For 40 years, Sears Island has been a battleground for environmentalists and industrialists. The 941-acre state-owned island still bears the marks of those battles, such as the wide paved road that leads to the site of a planned container ship port. But most of it remains a rich and varied example of the Maine coast.
The state’s development efforts made the island accessible — a mile-long causeway links it to the mainland just off Route 1 in Searsport. The causeway provides parking for those who want to hike on or around the island.
On a first visit, walk the paved road that curves westerly to the jetty where the container port was to be built. You can then follow the shore south.

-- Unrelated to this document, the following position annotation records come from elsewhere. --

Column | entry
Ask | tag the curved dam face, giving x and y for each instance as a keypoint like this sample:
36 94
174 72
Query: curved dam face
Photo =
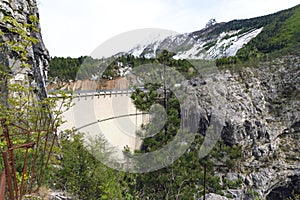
105 115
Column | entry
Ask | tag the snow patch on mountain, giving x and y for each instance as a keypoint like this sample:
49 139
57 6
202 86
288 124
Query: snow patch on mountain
191 46
225 45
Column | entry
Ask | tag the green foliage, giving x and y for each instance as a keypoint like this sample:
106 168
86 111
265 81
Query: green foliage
279 33
83 175
24 116
84 67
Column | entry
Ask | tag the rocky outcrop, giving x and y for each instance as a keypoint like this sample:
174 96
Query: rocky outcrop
262 115
38 56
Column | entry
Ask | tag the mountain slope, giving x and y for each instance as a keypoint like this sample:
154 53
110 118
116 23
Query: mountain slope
254 36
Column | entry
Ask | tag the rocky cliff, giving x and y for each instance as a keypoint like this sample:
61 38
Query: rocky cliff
262 115
37 54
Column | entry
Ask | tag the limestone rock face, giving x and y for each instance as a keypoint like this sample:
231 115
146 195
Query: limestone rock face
261 112
38 56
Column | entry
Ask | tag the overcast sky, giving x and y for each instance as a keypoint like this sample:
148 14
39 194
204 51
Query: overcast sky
76 27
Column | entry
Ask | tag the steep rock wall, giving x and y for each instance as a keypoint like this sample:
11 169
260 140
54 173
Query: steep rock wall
38 56
262 115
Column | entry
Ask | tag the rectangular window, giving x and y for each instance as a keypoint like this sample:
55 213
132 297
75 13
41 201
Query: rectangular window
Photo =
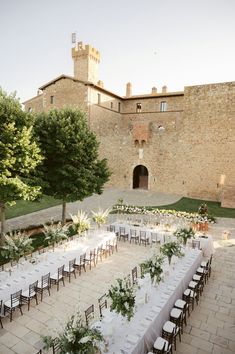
163 106
138 107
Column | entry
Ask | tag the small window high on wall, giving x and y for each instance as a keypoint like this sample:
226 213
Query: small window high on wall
163 106
138 107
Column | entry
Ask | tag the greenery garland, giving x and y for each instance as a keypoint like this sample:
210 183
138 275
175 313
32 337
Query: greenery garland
170 249
77 338
194 218
123 298
184 234
153 266
17 244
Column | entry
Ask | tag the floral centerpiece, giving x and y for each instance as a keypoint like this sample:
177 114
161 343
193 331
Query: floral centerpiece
170 249
76 338
100 216
81 222
17 244
123 298
54 233
184 234
153 266
203 209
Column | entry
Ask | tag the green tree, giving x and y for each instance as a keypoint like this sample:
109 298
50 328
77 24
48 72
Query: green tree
71 169
19 155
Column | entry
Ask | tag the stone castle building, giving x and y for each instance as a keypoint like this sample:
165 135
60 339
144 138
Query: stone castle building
173 142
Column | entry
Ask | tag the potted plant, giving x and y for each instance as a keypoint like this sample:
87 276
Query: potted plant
76 338
122 298
100 216
81 222
170 249
17 244
54 233
184 234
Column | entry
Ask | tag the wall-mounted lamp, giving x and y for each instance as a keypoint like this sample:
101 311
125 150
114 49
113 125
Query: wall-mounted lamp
161 128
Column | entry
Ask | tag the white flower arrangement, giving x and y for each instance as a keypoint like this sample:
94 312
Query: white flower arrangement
81 222
17 244
153 266
54 233
76 337
191 217
122 296
184 234
100 216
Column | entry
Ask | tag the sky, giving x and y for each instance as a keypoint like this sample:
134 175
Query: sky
149 43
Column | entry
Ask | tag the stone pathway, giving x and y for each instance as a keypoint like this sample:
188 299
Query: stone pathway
106 200
211 326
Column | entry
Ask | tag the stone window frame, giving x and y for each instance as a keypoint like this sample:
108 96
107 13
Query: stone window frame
138 107
163 106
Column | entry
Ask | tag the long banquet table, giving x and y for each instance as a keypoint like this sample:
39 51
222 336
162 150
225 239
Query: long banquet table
138 335
206 241
26 273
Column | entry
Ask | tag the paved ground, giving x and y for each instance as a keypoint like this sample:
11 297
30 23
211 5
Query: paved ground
105 200
211 326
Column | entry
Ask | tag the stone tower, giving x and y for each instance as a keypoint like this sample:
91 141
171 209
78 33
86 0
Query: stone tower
86 61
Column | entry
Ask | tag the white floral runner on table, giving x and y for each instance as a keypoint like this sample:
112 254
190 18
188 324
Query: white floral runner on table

Or you can start on the paved road and then take the old gravel road that forks to the left, continuing due south down the spine of the island. It is lined with old stone walls and passes old pasture land, evidence of the farms that once operated on the island. The road ends at the communications tower; a path leads to a bank where you can scramble down to the shore.
For a 5-mile walk along the shore, climb down the causeway and head east. But check the tide chart first. Two hours either side of high tide means you won’t be able to pass the cliffs that line part of the eastern shore without getting wet.
The nature of the shore and the views keep changing as you circumnavigate the island.
It’s best to return by the jetty and paved road, rather than continue along the shore, unless you’re prepared to wade across an estuary.
Getting there: From the south take Route 1 north from Belfast to Searsport. North of town look for the Sears Island Road on the right. Follow it to the end. From the north take Route 1 south of Stockton Springs. South of town look for the Sears Island road on your left.